Building strong stakeholder relationships


How are the eleven National Science Challenges (Challenges) meeting the needs of their stakeholders? Results from interviews suggest we are on the right track.

Every two years Kanter Public, on behalf of MBIE, interview stakeholders from across the Challenges to assess how we are progressing. Each Challenge receives a summary of its own progress alongside an overview of the collective progress of the Challenges. The findings of the 2022 research demonstrate that collectively the Challenges have sustained good relationships with their stakeholders.  

Stakeholders hold leadership and researchers in very high regard for their skills, knowledge, expertise, collaboration, cultural competence, and engagement. They demonstrate open, transparent, and respectful ways of working. These working relationships and networks are valued, and stakeholders hope they will be sustained.

KANTAR report

Across the board, stakeholders value the tailored partnership approach. There was an appreciation for research summaries that were accessible and timely. This sidestepped the slower process of academic publication.

While Māori involvement has become more central to the research process over time, there is still variability in how this is implemented, from no Māori involvement to Kaupapa Māori research that is Māori led and focussed on Māori outcomes and aspirations. Māori co-directors, and Kahui Māori (Māori advisory board) send a powerful signal that Māori partnerships, te ao Māori principles, vision mātauranga, and Māori research outcomes are highly valued and incorporated.

Room for improvement was identified in several areas, including: 

  • The need for increasing collaboration across Challenges.
  • Communicating knowledge in a more accessible way for communities, iwi, hapū, Māori, and individuals.
  • Increasing resourcing for Māori and Pasifika researchers.
  • Deconstructing insititutionalised racism.
  • Ensuring whānau data sovereignty.
  • Ensuring that engagement with Māori is place based and geographically driven (mana whenua).

Stakeholders acknowledged the impact of Covid-19, with the most significant impact the loss of kanohi ki te kanohi face-to-face contact. The shift to online platforms had some advantages but led to a loss of personal connection. 

With the Challenges coming to an end in 2024, stakeholders had questions about how progress will be built on and sustained beyond the end date.

The Deep South Challenge are seen as genuine and helpful

The Deep South Challenge (DSC) specific feedback broadly validated our approach. In particular, our stakeholders identified our approach to engagement as genuine and personable. DSC leadership is seen as extremely helpful and knowledgeable, contributing to a high level of trust and confidence amongst stakeholders. 

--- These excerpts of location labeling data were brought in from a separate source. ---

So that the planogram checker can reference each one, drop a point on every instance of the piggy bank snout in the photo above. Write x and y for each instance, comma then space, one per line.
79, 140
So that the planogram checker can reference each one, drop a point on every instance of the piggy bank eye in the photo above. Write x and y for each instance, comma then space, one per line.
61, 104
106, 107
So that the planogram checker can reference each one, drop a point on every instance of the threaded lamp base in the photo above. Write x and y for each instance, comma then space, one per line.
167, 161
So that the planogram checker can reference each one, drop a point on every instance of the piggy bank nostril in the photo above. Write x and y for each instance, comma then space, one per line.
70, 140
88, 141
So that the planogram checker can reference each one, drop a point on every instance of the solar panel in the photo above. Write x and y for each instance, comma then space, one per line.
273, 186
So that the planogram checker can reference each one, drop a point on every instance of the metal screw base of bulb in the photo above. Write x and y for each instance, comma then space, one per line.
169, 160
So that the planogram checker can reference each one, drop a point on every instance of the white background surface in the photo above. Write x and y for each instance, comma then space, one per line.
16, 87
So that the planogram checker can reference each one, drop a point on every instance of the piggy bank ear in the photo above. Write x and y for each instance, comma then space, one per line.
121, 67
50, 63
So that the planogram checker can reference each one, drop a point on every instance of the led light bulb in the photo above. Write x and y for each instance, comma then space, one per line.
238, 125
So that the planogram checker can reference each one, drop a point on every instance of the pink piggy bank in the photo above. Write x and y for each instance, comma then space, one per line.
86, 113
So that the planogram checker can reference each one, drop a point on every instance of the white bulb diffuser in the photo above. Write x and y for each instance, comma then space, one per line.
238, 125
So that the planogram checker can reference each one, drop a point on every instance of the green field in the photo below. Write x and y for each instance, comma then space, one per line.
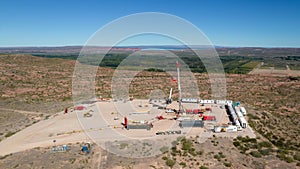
232, 64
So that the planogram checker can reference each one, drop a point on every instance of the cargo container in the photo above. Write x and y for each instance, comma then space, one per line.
139, 126
241, 118
206, 101
218, 129
243, 110
209, 118
191, 123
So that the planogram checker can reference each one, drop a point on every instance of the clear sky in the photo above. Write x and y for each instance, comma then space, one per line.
262, 23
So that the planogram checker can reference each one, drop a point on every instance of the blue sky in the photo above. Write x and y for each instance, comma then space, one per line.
225, 22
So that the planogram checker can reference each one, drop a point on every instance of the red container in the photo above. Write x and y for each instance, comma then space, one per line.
209, 118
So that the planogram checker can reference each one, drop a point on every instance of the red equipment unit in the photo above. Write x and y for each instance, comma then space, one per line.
209, 118
125, 122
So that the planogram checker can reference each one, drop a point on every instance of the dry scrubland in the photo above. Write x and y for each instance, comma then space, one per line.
40, 87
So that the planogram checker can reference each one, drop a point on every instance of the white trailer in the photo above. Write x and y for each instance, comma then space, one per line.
218, 129
241, 118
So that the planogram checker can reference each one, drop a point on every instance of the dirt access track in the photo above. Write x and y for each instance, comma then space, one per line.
102, 126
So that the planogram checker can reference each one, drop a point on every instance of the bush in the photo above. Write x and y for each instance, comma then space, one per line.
297, 156
170, 162
236, 143
256, 154
183, 164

Our website was identified as a great place to source information about our work. However, while there is no doubt about the high quality of research produced by the Challenge, stakeholders would like to see outputs become increasingly accessible to the public.

I think they’re setting a really good example for how to ‘meaningfully’ engage with Māori. I’ve never seen so much support towards iwi and hāpu leading their own research, and they don’t want another entity, or another Crown Research Agency engaging with Māori. They want Māori engaging with Māori, which prevents misconceptions of our knowledge when others articulate our mātauranga. So Māori’ communities’ are governing, creating and leading the their own research ideas and inviting others to join where it is appropriate and useful.

Stakeholder feedback

Stakeholders identified DSC as a good example of what it is to put te ao Māori as a central focus. Our update on our Vision Mātuaranga programme shows how we are implementing this. However, there is still room to improve, including by expanding our networks in te ao Māori and increasing resources to support Māori engagement.